Abstract
THIS is not, as might be supposed, a popular sketch of the geology of the Isle of Man. It is a description of certain highly hypothetical changes in the relations of sea and land that are held to have taken place within historic times. Five successive lowerings of the sea are said to have left their traces in wave-worn terraces, and these records were all formed in the last 2000 years (p. 39). Seeing that the Mona of Tacitus (p. 2) is moved by the author from Anglesey to the Isle of Man, we may well have doubts as to his historic judgment.

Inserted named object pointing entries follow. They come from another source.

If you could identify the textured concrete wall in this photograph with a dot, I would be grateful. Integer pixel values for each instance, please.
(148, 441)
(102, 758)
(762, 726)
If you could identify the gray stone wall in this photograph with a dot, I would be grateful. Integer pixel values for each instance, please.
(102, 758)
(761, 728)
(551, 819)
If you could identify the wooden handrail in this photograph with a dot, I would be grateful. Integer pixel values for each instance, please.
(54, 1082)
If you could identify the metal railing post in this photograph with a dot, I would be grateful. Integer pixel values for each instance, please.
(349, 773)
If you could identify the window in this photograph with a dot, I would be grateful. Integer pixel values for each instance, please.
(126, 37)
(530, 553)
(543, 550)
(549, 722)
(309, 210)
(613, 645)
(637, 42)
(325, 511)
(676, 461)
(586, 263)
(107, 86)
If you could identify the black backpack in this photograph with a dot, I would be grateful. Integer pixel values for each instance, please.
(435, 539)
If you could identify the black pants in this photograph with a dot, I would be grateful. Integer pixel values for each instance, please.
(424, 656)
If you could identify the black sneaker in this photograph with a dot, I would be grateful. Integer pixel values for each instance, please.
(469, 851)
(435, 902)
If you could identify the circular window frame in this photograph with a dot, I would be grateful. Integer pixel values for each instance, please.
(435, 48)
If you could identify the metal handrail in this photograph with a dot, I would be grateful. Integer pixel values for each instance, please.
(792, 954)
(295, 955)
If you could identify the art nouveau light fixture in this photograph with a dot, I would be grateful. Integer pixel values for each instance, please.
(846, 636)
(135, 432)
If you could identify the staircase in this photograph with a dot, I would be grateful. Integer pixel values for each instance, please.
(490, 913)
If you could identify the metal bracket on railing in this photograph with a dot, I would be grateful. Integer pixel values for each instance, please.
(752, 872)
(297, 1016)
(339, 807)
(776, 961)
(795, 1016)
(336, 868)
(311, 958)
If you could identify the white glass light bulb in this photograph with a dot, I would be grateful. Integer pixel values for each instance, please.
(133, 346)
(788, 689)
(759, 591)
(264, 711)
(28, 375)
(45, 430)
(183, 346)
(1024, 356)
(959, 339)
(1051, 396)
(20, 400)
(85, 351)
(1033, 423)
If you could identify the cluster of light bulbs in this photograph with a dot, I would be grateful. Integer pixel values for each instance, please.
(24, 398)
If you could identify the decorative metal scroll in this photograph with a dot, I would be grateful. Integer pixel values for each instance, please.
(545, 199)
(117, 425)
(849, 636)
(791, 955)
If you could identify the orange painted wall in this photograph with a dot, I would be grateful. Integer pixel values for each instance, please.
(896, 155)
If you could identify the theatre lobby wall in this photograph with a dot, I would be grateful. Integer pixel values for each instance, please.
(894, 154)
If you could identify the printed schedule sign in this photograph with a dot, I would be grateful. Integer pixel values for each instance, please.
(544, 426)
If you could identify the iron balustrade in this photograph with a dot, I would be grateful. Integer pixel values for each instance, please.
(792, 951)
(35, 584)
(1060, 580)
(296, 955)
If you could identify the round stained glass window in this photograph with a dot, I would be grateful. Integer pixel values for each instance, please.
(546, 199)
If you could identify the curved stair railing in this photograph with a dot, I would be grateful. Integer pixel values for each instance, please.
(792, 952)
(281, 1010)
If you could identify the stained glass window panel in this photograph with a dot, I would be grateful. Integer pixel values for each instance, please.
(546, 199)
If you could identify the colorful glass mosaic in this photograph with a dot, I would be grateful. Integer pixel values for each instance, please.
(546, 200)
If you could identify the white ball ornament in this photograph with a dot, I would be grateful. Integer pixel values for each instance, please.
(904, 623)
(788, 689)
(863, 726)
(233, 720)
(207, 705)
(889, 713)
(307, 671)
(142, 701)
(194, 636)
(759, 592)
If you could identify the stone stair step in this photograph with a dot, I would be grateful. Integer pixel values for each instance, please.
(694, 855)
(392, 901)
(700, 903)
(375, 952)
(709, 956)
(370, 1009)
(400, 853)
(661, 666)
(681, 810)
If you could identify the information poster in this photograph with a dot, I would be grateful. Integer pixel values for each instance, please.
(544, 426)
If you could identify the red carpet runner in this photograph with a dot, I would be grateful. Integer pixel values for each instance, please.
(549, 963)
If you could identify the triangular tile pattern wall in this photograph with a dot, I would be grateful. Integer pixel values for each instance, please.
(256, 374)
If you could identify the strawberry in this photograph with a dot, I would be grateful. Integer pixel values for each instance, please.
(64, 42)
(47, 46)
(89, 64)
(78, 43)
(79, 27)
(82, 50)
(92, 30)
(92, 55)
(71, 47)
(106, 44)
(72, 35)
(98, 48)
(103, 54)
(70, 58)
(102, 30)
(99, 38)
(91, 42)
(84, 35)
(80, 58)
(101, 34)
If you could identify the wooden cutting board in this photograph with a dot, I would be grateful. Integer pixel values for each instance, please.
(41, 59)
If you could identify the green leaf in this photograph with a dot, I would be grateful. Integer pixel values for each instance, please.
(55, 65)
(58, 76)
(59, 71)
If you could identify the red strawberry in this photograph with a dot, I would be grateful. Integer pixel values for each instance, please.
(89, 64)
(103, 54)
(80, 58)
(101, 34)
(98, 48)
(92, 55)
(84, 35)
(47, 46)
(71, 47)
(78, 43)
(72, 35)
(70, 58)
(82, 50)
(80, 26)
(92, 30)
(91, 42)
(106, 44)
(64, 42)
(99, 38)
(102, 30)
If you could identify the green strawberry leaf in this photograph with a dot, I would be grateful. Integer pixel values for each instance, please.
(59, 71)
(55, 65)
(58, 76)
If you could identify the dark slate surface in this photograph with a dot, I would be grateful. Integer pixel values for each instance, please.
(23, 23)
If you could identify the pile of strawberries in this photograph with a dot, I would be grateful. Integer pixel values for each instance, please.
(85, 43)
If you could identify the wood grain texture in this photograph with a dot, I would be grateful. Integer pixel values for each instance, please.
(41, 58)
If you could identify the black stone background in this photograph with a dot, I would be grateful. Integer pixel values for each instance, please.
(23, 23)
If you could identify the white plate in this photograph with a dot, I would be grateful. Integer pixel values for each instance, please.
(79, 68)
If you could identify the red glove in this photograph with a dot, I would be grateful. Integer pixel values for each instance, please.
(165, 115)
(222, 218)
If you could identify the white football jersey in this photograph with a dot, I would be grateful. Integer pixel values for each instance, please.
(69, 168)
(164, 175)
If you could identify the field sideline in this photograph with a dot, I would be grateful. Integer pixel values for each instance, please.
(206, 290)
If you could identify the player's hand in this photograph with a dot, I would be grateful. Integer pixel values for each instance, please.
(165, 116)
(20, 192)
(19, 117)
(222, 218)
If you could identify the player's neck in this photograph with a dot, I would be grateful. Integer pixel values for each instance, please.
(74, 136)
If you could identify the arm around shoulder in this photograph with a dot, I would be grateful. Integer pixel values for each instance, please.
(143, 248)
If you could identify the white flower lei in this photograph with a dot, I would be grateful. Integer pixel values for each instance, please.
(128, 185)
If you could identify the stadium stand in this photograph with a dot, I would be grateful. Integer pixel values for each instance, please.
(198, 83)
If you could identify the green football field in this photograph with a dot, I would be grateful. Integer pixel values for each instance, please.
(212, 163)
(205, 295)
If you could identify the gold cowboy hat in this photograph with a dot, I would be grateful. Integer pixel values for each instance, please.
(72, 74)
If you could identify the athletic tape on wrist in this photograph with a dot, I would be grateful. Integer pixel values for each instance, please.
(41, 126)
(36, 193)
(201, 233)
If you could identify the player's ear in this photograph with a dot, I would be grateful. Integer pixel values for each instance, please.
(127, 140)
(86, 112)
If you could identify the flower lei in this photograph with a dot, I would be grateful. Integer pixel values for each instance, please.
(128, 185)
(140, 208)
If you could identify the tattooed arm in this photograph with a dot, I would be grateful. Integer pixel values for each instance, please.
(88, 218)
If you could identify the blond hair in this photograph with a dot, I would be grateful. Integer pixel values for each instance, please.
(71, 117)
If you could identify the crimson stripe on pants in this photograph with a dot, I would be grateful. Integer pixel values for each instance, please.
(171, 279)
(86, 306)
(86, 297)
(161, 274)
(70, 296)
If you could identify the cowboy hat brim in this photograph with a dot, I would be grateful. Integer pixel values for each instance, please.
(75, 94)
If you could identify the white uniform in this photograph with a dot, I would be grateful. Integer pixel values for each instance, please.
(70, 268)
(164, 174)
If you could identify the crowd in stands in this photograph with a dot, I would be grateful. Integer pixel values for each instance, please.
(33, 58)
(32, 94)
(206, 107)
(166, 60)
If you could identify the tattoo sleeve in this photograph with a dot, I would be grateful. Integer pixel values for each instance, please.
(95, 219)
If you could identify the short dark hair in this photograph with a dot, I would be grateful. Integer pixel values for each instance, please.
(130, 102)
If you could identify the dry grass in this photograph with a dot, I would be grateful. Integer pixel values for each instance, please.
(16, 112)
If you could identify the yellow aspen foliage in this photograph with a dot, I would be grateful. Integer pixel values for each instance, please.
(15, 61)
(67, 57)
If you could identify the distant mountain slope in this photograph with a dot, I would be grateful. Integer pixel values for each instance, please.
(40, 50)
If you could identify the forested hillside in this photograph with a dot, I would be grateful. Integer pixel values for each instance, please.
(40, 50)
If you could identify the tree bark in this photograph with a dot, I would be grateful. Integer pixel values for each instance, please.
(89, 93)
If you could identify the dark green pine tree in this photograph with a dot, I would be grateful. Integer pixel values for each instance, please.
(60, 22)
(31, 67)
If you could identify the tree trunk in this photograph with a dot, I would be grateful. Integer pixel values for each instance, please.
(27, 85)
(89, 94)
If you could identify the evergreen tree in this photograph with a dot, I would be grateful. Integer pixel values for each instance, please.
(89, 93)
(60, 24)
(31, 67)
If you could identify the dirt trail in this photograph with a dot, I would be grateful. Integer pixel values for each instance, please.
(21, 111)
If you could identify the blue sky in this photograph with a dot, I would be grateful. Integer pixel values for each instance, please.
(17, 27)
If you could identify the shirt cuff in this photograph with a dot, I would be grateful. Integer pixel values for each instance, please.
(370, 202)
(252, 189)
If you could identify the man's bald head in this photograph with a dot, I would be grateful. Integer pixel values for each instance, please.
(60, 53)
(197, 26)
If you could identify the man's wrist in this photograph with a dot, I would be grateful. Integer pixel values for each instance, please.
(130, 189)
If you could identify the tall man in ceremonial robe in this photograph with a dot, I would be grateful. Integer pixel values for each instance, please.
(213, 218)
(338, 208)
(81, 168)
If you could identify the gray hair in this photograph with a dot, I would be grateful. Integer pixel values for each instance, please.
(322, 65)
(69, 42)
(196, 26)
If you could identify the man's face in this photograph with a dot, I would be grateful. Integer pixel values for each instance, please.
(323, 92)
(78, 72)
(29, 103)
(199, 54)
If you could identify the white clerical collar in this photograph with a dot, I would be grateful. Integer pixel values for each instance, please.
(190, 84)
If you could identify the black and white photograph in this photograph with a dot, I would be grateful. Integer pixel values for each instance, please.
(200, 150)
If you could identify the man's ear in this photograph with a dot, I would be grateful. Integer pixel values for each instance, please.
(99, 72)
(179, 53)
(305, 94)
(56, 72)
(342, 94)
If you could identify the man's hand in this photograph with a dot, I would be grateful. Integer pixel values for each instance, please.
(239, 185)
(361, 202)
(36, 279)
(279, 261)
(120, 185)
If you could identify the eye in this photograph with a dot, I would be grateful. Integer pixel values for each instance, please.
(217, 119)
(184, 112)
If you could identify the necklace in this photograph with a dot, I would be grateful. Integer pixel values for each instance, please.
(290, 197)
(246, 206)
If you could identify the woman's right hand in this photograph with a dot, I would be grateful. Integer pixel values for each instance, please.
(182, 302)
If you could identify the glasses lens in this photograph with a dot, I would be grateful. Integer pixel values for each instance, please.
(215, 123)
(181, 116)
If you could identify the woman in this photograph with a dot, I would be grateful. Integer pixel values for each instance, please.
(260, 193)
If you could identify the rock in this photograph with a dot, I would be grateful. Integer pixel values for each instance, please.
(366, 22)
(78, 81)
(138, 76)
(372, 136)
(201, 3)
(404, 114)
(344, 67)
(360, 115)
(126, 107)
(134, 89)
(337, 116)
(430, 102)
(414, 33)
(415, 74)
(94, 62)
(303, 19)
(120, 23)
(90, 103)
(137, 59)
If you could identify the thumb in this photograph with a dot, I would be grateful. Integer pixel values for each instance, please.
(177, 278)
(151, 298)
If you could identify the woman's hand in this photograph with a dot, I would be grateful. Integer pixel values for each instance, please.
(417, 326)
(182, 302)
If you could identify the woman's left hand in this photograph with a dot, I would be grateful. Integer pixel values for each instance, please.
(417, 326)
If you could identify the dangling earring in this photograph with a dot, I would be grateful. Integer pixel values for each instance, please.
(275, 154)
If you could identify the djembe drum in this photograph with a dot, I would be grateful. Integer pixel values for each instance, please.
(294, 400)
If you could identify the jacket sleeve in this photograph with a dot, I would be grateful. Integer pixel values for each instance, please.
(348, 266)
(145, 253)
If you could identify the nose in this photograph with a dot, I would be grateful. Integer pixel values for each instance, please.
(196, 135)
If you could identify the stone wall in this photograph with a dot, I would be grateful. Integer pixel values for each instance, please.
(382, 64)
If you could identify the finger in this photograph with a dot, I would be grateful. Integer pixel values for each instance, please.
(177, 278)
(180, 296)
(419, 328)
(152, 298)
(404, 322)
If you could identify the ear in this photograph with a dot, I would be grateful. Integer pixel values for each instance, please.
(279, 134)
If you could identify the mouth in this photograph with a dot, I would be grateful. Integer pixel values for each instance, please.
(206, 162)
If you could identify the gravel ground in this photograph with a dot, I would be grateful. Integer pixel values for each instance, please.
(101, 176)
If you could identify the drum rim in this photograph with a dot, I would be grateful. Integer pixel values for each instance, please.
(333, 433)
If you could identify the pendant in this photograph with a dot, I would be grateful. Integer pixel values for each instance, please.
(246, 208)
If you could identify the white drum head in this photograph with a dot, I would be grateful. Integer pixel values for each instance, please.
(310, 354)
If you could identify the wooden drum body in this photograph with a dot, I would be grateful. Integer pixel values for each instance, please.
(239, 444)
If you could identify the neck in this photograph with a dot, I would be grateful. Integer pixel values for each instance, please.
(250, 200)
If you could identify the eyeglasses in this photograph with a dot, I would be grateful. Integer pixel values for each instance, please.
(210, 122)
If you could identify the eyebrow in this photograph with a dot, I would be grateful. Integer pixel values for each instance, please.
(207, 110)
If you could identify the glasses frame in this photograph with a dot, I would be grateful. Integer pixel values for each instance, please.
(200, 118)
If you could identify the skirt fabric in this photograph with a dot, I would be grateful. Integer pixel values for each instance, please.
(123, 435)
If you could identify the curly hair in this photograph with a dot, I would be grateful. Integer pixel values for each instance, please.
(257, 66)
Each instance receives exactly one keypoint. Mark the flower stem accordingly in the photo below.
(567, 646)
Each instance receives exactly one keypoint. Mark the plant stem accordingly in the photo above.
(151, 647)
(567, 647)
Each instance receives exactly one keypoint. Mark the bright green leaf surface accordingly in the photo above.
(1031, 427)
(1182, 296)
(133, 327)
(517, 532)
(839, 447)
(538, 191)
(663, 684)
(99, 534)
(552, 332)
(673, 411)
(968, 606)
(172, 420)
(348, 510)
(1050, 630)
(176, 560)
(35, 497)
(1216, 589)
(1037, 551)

One of the withdrawals of the sea is placed in 1538, so as to coincide with the enlargement of the shore near Pozzuoli; and such changes are attributed to movements of the axis of rotation of the earth, or to movements of the shell of the earth over the axis of rotation. The author does not seem quite clear as to which of these he adopts; but his context usually conveys the latter impression. His style may be gauged from the following portion of a sentence, the whole being too long for quotation (p. 94):—“But, according to the wobbling state of the poles of our earth at present, as described by our scientists at the earthquake, that caused so much damage and loss of life at Messina, as described in the Daily Mail, our earth at any moment, with another great earthquake, may lose its centre of gravity at the Poles, and move again slightly in the same direction as it has already done. …”
Mona's Records of the Earth's Changes.
By Joseph Lewin. Pp. iv+100. (Douglas: Brown and Sons, Ltd., 1909.)